Franz Richter und seine Familie fanden nach dem Krieg und ihrer Vertreibung aus dem Sudetenland zunächst in Eisenach eine neue Heimat. Nach einiger Zeit aber zog es die Familie weiter nach Wiesbaden. Als gelernter Gärtner eröffnete Franz Richter zusammen mit einem Freund einen Gemüsegroßhandel, in dem auch seine Mutter und seine Frau mitarbeiteten.

Dieser Freund war Anfang der 1950er Jahre in den Westen geflüchtet. Seine Frau war in der DDR geblieben, sollte aber später nachkommen. Ein Grenzübertritt zurück in die DDR, um seine Frau zu holen, war riskant. „Republikflüchtlingen“ drohte in der Regel die Inhaftierung. Um dem Freund dies zu ersparen, bot Franz Richter als Bundesbürger seine Hilfe an. So fuhren die beiden Freunde am 25. Mai 1953 nach Herleshausen zur Grenze. Der Ort liegt gegenüber von Lauchröden in Thüringen.

Am Nachmittag schwamm Franz Richter durch die Werra, um sich in der DDR mit der Frau seines Freundes zu treffen und ihre baldige Flucht zu besprechen. Die beiden Freunde hatten einen Fluchtweg über West-Berlin vorgesehen und die dafür nötigen finanziellen Mittel besorgt.
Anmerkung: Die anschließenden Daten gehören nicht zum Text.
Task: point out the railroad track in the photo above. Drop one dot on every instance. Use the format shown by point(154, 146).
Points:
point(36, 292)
Nach dem Gespräch mit der Frau seines Freundes begab sich Franz Richter auf den Rückweg in die Bundesrepublik. Als er bereits in der Werra in Richtung Westufer schwamm, entdeckte ihn eine sowjetische Grenzstreife und eröffnete das Feuer. Vielleicht waren ihm die Soldaten, als er ins Wasser stieg, aufgrund seiner Kurzsichtigkeit entgangen. Eine Schulfreundin erinnerte sich an „Franzl“, der sehr kurzsichtig gewesen sei und deshalb starke Brillengläser tragen musste.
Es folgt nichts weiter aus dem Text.